Second point, in Paul's conception "believe" meant "faithfulness/commitment". See the afore mentioned BDAG Lexicon (c. 2000, 3rd edition) on πιστις and πιστευω, def. #1 and #2 respectively. So the phrase "justified by faith" means "justiced by faithfulness" (cf. Rom. 5:1). Now before you get all het up and think I'm saying we are justiced by our faithfulness, listen a minute. Paul did not mean our faithfulness. He meant Messiah's faithfulness. We are "justiced by [Messiah's] faithfulness" to do the work of paying the penalty on the cross.

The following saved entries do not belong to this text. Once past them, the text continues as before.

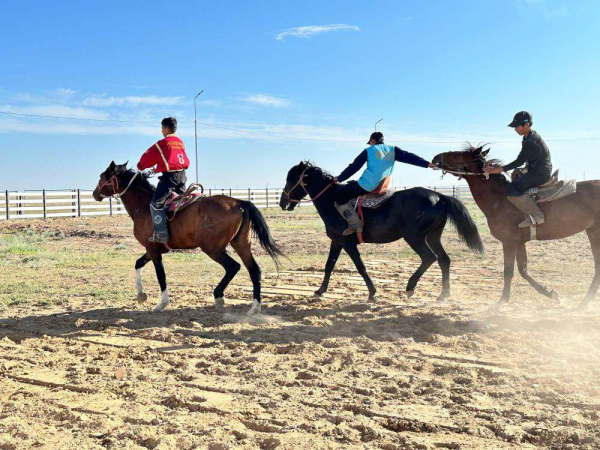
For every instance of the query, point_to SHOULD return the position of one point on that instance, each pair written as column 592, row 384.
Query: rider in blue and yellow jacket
column 380, row 159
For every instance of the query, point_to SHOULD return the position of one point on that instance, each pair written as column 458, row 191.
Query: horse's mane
column 468, row 147
column 141, row 181
column 316, row 169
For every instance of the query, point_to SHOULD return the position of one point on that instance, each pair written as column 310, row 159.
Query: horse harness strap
column 114, row 182
column 303, row 185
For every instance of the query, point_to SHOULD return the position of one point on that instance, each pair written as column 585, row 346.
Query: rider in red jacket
column 168, row 155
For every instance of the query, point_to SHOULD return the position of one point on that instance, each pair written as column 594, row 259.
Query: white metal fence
column 80, row 203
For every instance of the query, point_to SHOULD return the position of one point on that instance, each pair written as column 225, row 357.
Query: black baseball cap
column 378, row 136
column 521, row 118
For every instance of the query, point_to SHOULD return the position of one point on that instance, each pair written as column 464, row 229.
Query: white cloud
column 304, row 32
column 266, row 100
column 57, row 111
column 148, row 100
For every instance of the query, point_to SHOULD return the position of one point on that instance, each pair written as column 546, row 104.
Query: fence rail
column 80, row 203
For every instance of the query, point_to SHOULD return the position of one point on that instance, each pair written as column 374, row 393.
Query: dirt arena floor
column 83, row 366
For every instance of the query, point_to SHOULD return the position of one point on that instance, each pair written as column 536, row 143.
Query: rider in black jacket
column 536, row 156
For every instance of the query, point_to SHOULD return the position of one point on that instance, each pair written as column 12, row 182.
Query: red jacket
column 168, row 155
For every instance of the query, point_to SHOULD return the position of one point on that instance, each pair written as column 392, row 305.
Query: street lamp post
column 196, row 132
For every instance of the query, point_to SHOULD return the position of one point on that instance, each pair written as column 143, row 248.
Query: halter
column 463, row 172
column 303, row 185
column 114, row 183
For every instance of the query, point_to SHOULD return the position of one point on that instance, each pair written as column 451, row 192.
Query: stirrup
column 348, row 231
column 159, row 238
column 530, row 221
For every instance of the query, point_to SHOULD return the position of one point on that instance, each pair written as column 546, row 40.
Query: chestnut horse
column 564, row 217
column 210, row 223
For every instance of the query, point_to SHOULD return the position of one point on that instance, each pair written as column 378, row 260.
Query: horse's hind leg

This concept is no longer foreign to scholars as texts like Rom. 3:22 and Gal 2:16 have already been recognized as referring to the "faithfulness of Jesus Christ" and not to "faith in Jesus" Christ. So you see, Paul already defined it as Messiah's faithfulness by which we are justiced. How do you receive this? Make a commitment to be faithful to him, and you will be justiced in Messiah.
If you understand this, then you will know why Christianity is such a mess and is no longer the salt of the earth.